While we don't know if Queen Elizabeth II uses an iPhone, at least her staff does, which may be the reason Apple's design chief and British subject Jonathan Ive was awarded a knighthood for his contributions to design and enterprise.
Apple Design Chief Jonathan Ive Is Knighted by Queen
“To be recognized with this honor is absolutely thrilling and I am both humbled and sincerely grateful,” Ive said according to the Associated Press. “I discovered at an early age that all I’ve ever wanted to do is design. I feel enormously fortunate that I continue to be able to design and make products with a truly remarkable group of people here at Apple.”
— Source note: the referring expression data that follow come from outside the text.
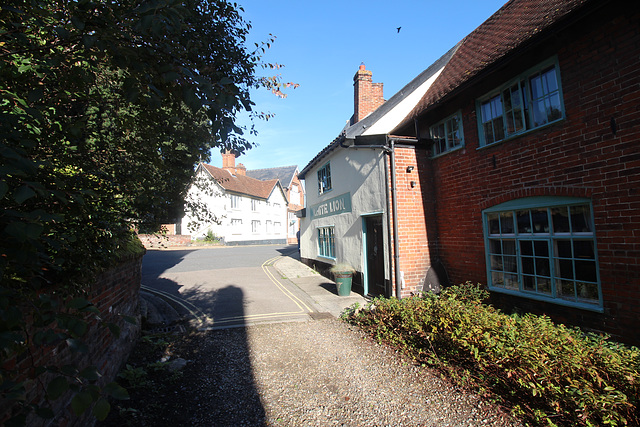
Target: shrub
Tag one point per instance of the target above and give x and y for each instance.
(547, 373)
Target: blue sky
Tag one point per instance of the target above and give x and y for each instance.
(321, 45)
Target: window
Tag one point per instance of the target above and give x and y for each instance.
(326, 242)
(235, 202)
(324, 179)
(447, 135)
(543, 247)
(531, 100)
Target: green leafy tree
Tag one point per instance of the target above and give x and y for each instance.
(105, 108)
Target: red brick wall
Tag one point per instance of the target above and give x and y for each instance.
(580, 156)
(414, 218)
(116, 294)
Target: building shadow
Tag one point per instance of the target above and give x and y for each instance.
(219, 386)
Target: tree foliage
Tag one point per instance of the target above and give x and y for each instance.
(105, 108)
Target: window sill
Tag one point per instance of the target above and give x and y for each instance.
(518, 135)
(444, 153)
(582, 306)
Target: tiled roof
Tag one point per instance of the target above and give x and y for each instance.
(285, 174)
(241, 184)
(512, 26)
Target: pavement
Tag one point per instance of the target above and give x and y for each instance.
(317, 294)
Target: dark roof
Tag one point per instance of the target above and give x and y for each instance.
(285, 174)
(241, 184)
(512, 26)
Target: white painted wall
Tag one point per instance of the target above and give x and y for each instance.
(360, 172)
(236, 223)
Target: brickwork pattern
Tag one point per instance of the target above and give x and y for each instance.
(594, 153)
(116, 294)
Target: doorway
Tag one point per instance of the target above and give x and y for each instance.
(374, 256)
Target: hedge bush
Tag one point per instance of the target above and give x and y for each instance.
(548, 374)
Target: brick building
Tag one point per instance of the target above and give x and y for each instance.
(532, 180)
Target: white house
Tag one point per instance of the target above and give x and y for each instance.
(235, 208)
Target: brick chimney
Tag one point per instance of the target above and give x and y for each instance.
(367, 96)
(229, 161)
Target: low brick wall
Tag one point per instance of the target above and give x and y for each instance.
(161, 241)
(116, 294)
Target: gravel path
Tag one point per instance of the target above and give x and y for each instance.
(320, 373)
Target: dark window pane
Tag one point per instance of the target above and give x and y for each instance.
(506, 222)
(563, 248)
(544, 285)
(583, 249)
(509, 247)
(580, 219)
(541, 248)
(586, 270)
(511, 281)
(542, 267)
(560, 217)
(524, 222)
(527, 266)
(564, 268)
(566, 290)
(587, 292)
(529, 283)
(526, 247)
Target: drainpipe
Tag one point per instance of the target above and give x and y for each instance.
(394, 207)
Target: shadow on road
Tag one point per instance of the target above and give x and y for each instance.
(225, 392)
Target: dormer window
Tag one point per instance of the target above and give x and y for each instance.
(324, 179)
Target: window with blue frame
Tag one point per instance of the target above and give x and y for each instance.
(324, 179)
(326, 242)
(543, 247)
(529, 101)
(447, 134)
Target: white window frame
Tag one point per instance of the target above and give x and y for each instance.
(326, 242)
(512, 109)
(544, 248)
(324, 178)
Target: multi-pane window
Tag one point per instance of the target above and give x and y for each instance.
(326, 242)
(447, 135)
(235, 202)
(548, 250)
(324, 179)
(531, 100)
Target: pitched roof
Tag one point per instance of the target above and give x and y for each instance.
(388, 115)
(241, 184)
(285, 174)
(512, 26)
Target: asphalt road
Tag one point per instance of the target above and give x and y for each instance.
(225, 286)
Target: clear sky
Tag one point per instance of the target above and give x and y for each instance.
(322, 44)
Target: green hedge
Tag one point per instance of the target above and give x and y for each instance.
(548, 374)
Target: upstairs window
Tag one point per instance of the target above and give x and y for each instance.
(544, 248)
(324, 179)
(531, 100)
(447, 135)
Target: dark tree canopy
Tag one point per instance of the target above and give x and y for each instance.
(106, 106)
Ive has been head of Apple's design team since the mid-1990s, hand-picked by Steve Jobs in 1992 while he was in exile from Apple. Ive is credited with helping Jobs bring back Apple from financial ruin in the late 1990s, including opting for bright colors for the iMac when the computing word was dominated by shades of gray. The move made Apple's products look different, and the company has relied on design since then to set it apart from other tech manufacturers.
Ive received the KBE, or Knight Commander of the Most Excellent Order of the British Empire for services to design and enterprise, on Saturday along with actress Helena Bonham Carter and music producer Steve Lillywhite as part of the queen's New Year honors list. The queen bestows the honors twice a year, on New Year's and her birthday in June.
However, this is Ive's second royal honor -- in 2006, he was awarded the Commander of the British Empire honor for achievements in British design and innovation. That's not bad for a boy from Newcastle Polytechnic (now Northumbria University) who started by designing combs and power tools. His work at Apple has even garnered museum shows in New York and Paris.
Ive is credited as one of the members of the executive team that will carry on Jobs' legacy at Apple, but it was primarily Ive who helped formulate Apple's designs in the first place. We think it's great that Ive gets some credit for his work.